The cohort will be recruited from the Humana Health Plan membership represented in three major US markets; Chicago, IL, Louisville, KY and Southern FL. Of the 7300 participants, 6000 will be characterized with respect to their Framingham risk score and various imaging features including carotid and coronary calcification, carotid intimal-medial wall thickness and presence of echogenic lucencies and lower extremity vascular insufficiency as determined by the ankle brachial index. Blood samples will be assayed for putative biochemical risk factors using both an unsupervised proteomic and metabolomic profiling of plasma and targeted assays for particular analytes. In addition, samples will be banked for additional follow on studies. Participants will be followed for identification and characterization of cardiovascular disease events, including acute myocardial infarction and other forms of coronary heart disease (CHD), and stroke; mortality; and for cardiovascular disease interventions. The remaining 1,300 subjects will be evaluated and followed in a similar manner except no imaging studies will be conducted.

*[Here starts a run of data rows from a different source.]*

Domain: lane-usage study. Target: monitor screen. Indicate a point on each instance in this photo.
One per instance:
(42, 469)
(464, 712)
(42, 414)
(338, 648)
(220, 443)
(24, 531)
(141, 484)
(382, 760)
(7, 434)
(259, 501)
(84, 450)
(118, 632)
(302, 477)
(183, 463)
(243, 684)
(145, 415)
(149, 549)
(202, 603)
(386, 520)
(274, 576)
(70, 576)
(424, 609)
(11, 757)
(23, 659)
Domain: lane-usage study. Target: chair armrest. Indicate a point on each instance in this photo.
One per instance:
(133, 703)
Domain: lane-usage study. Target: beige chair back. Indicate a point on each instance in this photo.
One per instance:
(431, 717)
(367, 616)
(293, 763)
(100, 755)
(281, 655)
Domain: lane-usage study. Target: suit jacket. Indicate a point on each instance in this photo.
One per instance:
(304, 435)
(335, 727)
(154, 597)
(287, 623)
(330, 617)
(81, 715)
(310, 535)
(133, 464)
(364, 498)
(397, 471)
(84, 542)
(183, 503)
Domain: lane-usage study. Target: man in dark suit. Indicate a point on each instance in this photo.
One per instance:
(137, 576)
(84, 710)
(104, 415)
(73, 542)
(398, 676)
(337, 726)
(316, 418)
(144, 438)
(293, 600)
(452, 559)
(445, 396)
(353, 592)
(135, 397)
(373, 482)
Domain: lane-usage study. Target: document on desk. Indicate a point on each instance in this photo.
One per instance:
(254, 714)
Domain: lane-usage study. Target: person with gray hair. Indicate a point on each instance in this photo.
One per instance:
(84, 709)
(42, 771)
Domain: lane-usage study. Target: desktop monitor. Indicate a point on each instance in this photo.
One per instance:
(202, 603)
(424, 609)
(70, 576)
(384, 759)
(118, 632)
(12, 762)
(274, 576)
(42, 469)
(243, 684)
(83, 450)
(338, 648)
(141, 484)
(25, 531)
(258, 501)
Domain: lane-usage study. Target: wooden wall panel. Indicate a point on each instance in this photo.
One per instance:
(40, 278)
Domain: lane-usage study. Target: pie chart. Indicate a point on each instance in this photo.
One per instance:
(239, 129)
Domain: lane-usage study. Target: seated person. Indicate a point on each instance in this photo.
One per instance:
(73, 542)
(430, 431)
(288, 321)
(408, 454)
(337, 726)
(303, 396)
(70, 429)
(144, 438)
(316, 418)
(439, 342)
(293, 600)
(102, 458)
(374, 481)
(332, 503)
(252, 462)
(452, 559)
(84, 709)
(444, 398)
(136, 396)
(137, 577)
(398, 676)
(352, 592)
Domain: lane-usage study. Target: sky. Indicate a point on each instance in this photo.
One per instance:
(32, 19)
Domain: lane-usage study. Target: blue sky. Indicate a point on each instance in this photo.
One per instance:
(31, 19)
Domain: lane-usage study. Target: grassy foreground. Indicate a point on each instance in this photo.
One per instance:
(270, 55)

The study will be conducted using an innovative infrastructure and method of participant recruitment and enrollment. Mobile laboratories containing the imaging equipment will travel to the three markets included in the study. Participants will be recruited based on claims monitoring to pre-determine eligibility. The baseline examinations of the 7300 participants will occur over a 12 month period. Based on particular findings, (CACS, IMT, ABI and presence of aortic aneurysm), approximately 2,000 participants of the 6,000 imaging cohort will be referred for higher resolution imaging modalities to better characterize their arterial disease. This additional imaging will also be conducted on the mobile laboratories and occur during the same 12 month period. Participants will be contacted every 6 months throughout the 3 year study to assess cardiovascular events, clinical morbidity and mortality, and to obtain additional blood samples.
In summary, A critical issue for the clinician and for society is the following: can imaging technology detect subclinical cardiovascular disease and, as a result, fostering earlier management to promote health and at a lower cost?